Neuroanatomy of affective disorders

The prefrontal cortex is the anterior part of the frontal lobes of the cerebral cortex. It is conditionally subdivided into dorsal areas responsible for cognitive functions (memory, attention, speech) and ventral areas that regulate decision making, response to external stimuli, social behavior, individuality ( Matsuo K. et al ., 2007; Prado J. with et al ., 2007).

Hypofunction of the dorsal regions, due to which there is a cognitive deficit and hyperfunction of the ventral prefrontal regions, leads to depression. Treatment with antidepressants evens out this imbalance.

Affective disorders are associated with the activity of two large parts of the ventral region – the ventromedial prefrontal cortex and the amygdala, which belong to the limbic system. They are closely related to each other.

Genetic predisposition to post-stress disorders and depression indicates that these two areas are combined into one functional apparatus ( Pezawas L. et al . 2005).

Affective processes depend on the functioning of the amygdala, therefore, if its function is disturbed, perception, expression of emotions, and experience suffer. The amygdala consists of more than twelve subnuclei . With the help of neuroimaging, it was possible to display this area only as a single system. The activity of each of the twelve subnuclei cannot be determined ( Adolphs R., 2003).

The manifestations of the functional activity of the amygdala have been studied. This is induction:

  • a well-founded fear;
  • feelings of fear;
  • learned helplessness;
  • destruction of the “mother-infant bond”.

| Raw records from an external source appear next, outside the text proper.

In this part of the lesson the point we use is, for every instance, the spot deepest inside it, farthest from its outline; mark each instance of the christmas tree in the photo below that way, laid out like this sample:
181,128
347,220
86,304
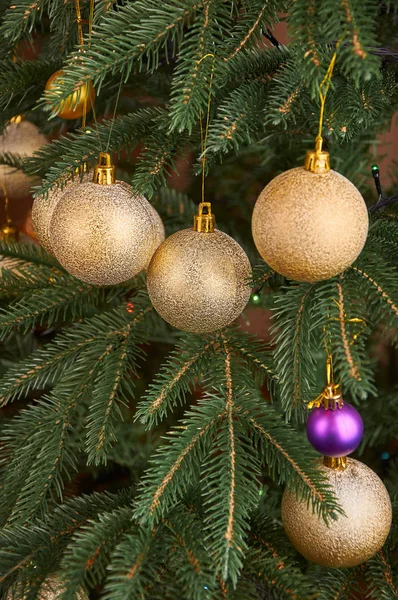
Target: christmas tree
149,457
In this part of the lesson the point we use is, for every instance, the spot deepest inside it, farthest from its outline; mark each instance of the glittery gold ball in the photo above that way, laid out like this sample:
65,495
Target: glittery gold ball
43,209
52,589
353,538
71,108
22,139
198,281
309,226
160,232
103,234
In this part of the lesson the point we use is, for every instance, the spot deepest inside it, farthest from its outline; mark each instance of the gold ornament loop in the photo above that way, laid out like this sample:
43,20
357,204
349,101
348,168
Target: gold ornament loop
104,170
338,463
9,231
330,397
318,161
204,222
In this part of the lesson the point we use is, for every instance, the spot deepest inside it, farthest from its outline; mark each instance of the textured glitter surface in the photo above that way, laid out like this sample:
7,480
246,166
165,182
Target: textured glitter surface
353,538
103,234
51,589
43,208
309,226
198,281
22,139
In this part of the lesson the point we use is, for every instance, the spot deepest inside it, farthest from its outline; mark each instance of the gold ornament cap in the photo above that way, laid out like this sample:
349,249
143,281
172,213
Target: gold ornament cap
204,222
317,161
104,171
338,463
9,232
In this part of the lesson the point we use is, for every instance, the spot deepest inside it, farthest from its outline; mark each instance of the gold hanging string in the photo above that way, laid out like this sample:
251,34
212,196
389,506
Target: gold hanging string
114,113
8,231
79,23
331,395
91,19
318,161
203,136
323,90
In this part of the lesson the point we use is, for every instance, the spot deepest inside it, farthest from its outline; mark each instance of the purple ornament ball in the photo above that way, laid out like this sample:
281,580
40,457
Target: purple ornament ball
335,432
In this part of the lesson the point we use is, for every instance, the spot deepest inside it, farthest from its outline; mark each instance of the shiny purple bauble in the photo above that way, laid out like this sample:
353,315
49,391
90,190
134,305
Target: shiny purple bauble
335,432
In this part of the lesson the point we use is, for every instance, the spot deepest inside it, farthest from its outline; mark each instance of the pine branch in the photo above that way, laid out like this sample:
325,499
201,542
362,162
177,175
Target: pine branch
48,305
126,39
27,551
286,457
176,465
60,159
177,378
48,364
88,553
196,61
252,19
294,358
342,314
117,366
229,484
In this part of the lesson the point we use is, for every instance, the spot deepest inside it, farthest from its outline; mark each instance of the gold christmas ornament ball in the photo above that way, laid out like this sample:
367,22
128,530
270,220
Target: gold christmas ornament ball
51,589
310,226
73,107
354,537
43,209
103,234
198,281
21,138
160,232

Disruption of the “maternal-infant connection” at an early age in a child contributes to a decrease in the expression of guanylate cyclase in the lateral and basal sub-nuclei of the amygdala ( Sabatini M., et Al ., 2007).

Disgusting ( aversive ) olfactory and auditory stimuli promote activation of the amygdala and associative-sensory cortex, altering regional blood flow by more than 10%. The degree of change in blood flow in the amygdala depends on the degree of aversive stimulus.

A detailed study of the ventral prefrontal cortex revealed that it consists of the ventromedial prefrontal cortex and the orbitofrontal cortex.

The ventromedial prefrontal cortex is functionally connected with the amygdala and covers the fields according to Brodmann : 24a, 10m, 10r, 10o, 32m, 14r, 14c, 13a, 13b, 11m, 1ai, 47 / 12s, 25.

It also interacts with the hypothalamus, which has a connection with the amygdala, but does not receive direct sensory impulses from it.

The hypothalamus receives processed sensory information from the anterior temporal regions of the brain.

The orbitoprefrontal cortex is associated with the sensory associative cortex.

The ventromedial prefrontal cortex performs the function of comparing information from sensory introreceptors located in the orbitofrontal cortex and separates volitional manifestations from natural reflex activity ( Aupperle R., Paulus M., 2010).